Extending Recursive Reasoning Beyond Video
Video classification is one entry point, but the recursive reasoning architecture is not limited to a single modality. We are already applying the same approach in other settings, with early results that suggest it carries over.
In earth observation, we combined recursive reasoning with Adaptive Fourier Neural Operators (AFNO) for satellite image reconstruction. The model achieves strong reconstruction quality (89.2% perceptual score, 29.0 dB PSNR) on the GID-15 land cover dataset using only 4M parameters, compared to 20M+ typically required. This has clear relevance for applications such as climate monitoring, agricultural land-use classification, and infrastructure change detection from satellite data.
In biomedical imaging, we evaluated the approach on PatchCamelyon, a histopathology benchmark for detecting cancer metastases in lymph node tissue. The model delivered competitive performance at a fraction of the parameter count of standard approaches—highlighting its potential in clinical environments where compute, privacy, and turnaround time matter.
We are also beginning to apply the same idea to audio, treating spectrograms as visual inputs and refining them iteratively.
Across these domains, the common thread is not the data itself, but how the model uses its capacity.

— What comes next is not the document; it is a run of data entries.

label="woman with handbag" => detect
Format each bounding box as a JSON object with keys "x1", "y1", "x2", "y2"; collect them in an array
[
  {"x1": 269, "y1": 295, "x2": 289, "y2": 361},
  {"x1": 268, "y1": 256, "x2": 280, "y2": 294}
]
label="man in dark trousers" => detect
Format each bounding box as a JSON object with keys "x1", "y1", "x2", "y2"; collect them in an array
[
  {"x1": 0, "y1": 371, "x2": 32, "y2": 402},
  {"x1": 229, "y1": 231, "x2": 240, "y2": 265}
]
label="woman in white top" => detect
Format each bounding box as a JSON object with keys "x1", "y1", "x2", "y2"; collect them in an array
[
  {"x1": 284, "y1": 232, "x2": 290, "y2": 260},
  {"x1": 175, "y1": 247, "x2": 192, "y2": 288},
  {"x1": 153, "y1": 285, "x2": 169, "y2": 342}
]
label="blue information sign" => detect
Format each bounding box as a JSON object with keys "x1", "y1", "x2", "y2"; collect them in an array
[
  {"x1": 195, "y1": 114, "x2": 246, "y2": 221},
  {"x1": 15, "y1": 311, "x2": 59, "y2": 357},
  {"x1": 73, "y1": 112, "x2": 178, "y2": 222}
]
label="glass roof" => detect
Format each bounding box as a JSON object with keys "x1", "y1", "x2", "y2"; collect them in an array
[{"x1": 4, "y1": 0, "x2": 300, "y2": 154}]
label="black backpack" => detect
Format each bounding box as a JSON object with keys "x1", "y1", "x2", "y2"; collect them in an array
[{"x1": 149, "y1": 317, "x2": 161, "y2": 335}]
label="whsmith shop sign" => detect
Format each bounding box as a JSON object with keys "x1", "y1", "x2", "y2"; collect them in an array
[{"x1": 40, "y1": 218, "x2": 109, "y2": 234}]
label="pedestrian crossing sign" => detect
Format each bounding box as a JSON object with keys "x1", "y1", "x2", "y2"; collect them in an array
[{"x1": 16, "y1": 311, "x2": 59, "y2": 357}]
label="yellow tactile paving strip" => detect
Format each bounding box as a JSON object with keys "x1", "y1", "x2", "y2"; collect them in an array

Repeated refinement over the same representation can be more effective than simply increasing model size.
The next question we want to answer is one of scale. Our current results use a 6M-parameter model on HMDB51—one of the most challenging action recognition benchmarks due to its fine-grained categories and variability in viewpoint, lighting, and video quality.
The natural follow-up is: can a scaled recursive model match or exceed the best reported results on HMDB51, and how many fewer parameters would it require compared to current leading approaches? If the 11-point gain we observed at 6M parameters holds as models scale, the implications for parameter efficiency in production video systems would be significant.
Beyond vision, we are exploring whether the same principle applies to large language models (LLMs). The core idea—reusing shared weights across iterative refinement cycles instead of scaling depth—maps directly to the challenge of building capable LLMs that can run on-device. If recursive reasoning can deliver meaningful quality gains at fixed parameter counts for language tasks, it could provide a path toward smaller, faster models that retain performance without relying on compression techniques that introduce tradeoffs.
Our work at the BCG X AI Science Institute points to a different direction for model design. Progress does not need to come only from increasing model size. It can also come from how computation is applied within the model itself. Recursive reasoning shows that stronger results can come from making better use of existing model capacity, rather than expanding parameter count. As this approach extends across domains, it offers a way to build systems that are not only more capable, but also better aligned with the constraints they operate under.
This research was conducted by the BCG X AI Science Institute as part of an ongoing study into efficient model architectures for visual understanding.